Billet philosophique

« Responsabilité, solidarité, partage »

16 mai 2014, par Roger Orlu

Un Réunionnais ’ami de la philo’ nous a envoyé un article très intéressant publié récemment par le CADTM (Comité pour l’Annulation de la Dette du Tiers-Monde), sous le titre : « Néo-colonialisme et écologie : l’accaparement du monde ». Cet article rappelle notamment que « si les impacts sociaux de la colonisation ont déjà été fréquemment soulignés, il n’en est pas de même pour les effets que celle-ci a eus sur les milieux naturels. Pourtant, l’expansion du capitalisme à l’échelle planétaire, principalement par la violence et la coercition, a engendré des bouleversements écologiques sans précédents ». Voilà un phénomène important dont nous avons à prendre conscience et pas mal d’enseignements à tirer à La Réunion.

Claudia Laup. « Quand on parle d’une seule voix, on est entendu ».
(photo M.M.)

En effet, comme le souligne cet article, « l’imposition d’un modèle productiviste et capitaliste va être à la source d’un désastre écologique. Concrètement, cela va se traduire notamment par l’exploitation jusqu’à épuisement des ressources minières et forestières des pays colonisés. Cette exploitation, qui sera un des facteurs du décollage économique de l’Europe, va entraîner dans les régions concernées un épuisement des sols, la destruction de l’habitat et la disparition d’espèces, une déforestation massive ainsi qu’une vulnérabilité accrue aux aléas climatiques. (…)
Par la suite, l’industrialisation va encore accroître l’exploitation à la fois des peuples colonisés mais également de leurs écosystèmes. Les cinq derniers siècles de pillage portent ainsi en eux les germes de la crise écologique globale que nous connaissons ».

Les priorités

Cet article ajoute que le pillage mis en œuvre durant la période coloniale « a perduré grâce à une arme aussi pernicieuse qu’efficace : la dette ». En effet, la dette est devenue la pièce centrale d’un néo-colonialisme, permettant aux grandes puissances (pays riches au service de leurs entreprises transnationales) de poursuivre l’accaparement du monde sans s’encombrer de la tutelle politique.
Par ailleurs, le système dette va aggraver la situation environnementale des pays du Sud de deux autres manières : la première est l’aggravation de la pauvreté, qui va contraindre des populations entières à pressurer leur environnement à des fins de survie ; la seconde, découlant de la première, est la prolifération des bidonvilles, dont la nature informelle va impacter considérablement les écosystèmes.
En bref, parvenir à dépasser l’impasse écologique dans laquelle une grande partie de l’humanité se trouve déjà ne pourra se faire sans remettre en cause le cadre économique créateur d’inégalités, d’exploitation et de gaspillage. Suite à ce constat, on serait tenté de dire que, pour tout écologiste convaincu, l’annulation de la dette et la fin du néo-colonialisme devraient être parmi ses priorités ».

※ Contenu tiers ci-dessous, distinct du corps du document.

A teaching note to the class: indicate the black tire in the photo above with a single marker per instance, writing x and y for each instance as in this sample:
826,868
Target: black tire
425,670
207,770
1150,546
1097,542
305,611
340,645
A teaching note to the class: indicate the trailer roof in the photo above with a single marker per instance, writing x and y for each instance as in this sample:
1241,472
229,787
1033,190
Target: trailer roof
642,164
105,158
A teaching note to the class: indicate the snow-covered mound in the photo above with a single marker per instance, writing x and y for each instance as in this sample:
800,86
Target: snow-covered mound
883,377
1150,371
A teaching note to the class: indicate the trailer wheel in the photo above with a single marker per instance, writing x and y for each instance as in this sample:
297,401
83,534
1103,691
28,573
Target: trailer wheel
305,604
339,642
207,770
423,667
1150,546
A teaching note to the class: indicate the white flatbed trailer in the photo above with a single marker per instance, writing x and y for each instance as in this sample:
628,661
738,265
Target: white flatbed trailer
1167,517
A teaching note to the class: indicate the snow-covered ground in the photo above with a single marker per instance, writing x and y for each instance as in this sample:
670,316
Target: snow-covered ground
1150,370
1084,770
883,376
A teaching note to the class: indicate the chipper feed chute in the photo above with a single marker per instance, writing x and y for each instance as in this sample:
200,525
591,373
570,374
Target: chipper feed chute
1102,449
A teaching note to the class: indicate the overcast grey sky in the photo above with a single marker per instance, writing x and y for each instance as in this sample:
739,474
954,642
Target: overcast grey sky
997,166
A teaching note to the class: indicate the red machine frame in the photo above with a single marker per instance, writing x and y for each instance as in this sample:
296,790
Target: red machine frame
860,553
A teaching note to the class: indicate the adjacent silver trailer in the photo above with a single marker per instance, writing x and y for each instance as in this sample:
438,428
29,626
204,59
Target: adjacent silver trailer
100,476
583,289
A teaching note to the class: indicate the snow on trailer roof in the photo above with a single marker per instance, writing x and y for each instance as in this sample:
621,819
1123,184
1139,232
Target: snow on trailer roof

« Pas maîtres de notre destin »

C’est exactement ce que Claudia Laup, une jeune habitante de Sans-Souci, a déclaré en tant que Réunionnaise le 10 mai dernier lors des premières Rencontres Citoyennes organisées à Saint-Paul par l’association pour la Promotion du génie collectif réunionnais afin de « réconcilier les Réunionnais pour un projet de responsabilité, de solidarité et de partage ».
Après avoir rappelé que notre peuple, né il y a 350 ans, n’a cessé de grandir sous un système colonial, avec près de 200 ans d’esclavage, Claudia Laup a souligné que « toujours les Réunionnais se sont retrouvés divisés entre ceux qui ont tout et ceux qui n’ont rien, ou presque rien :
• il y avait les esclaves et les gros propriétaires ;
• il y avait les affranchis et les mêmes gros propriétaires ;
• il y a ceux qui vivent en dessous du seuil de pauvreté et les sur-rémunérés.
Nous avons eu soi-disant la liberté. Mais nous ne sommes pas maîtres de notre destin. Pour tout ce dont on a besoin, il faut toujours demander ».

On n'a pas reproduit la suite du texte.